いずれも日本国内でも同様の事例や疑惑がありますので、日本でも米国のレギュレーションFDと同様の規制が必要かと思います。

02.12.31

補足10
 補足9の補足になります。日本証券業協会は、アナリストの独立性確保の規制を整備するそうです。1月の理事会決定を経て、4月から適用する予定と報道されています。見直し案の骨子は、以下のとおり。なお、赤字は勝手に補足したものなので、認識が違っている可能性があります。

(1)社内審査担当者の審査項目として、レーティングの定義や目標株価の根拠などを明確化させる(根拠無いレポートの作成抑止)。
(2)アナリストレポートや社内審査の記録を3年間保存する(不正判明時の証拠保全)。
(3)レーティング対象企業と、証券会社やアナリストの利益が相反する場合は、その旨をレポートに表記(利益相反リスクの開示)。
(4)増資などの主幹事を1年以内に務めた場合は、その旨をレポートに表記(利害関係人リスクの開示)。
(5)上場主幹事となった企業のレポートを上場後10日以内に公表する場合は、レーティングと目標株価を表示できない(上場後の株価操作の禁止)。
(6)アナリストを投資銀行業務から分離し、適切な報酬体系を整備する(アナリストの地位・報酬の独立化
(7)主幹事等の引受部門の役職員は顧客企業にレポートの作成を約束できない(引受業務とレポートの独立化)。
(8)公表前のレポートを対象企業に通知できない(対象企業によるレポート検閲の禁止)。

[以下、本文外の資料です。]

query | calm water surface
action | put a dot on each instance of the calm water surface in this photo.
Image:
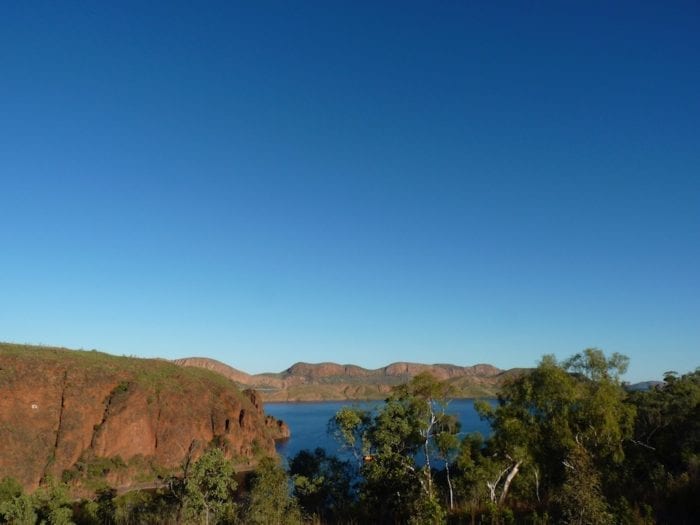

 上記(1)〜(8)導入が実現すると、かなりアナリストレポートの独立性が担保できると思いますが、証券会社としては独自にアナリストを抱える必然性が薄れるように思います。なお、米国ではTV出演等をする際に、評価先企業との関係など個人情報を開示するそうですが、今回の見直し案では導入を見送るそうです。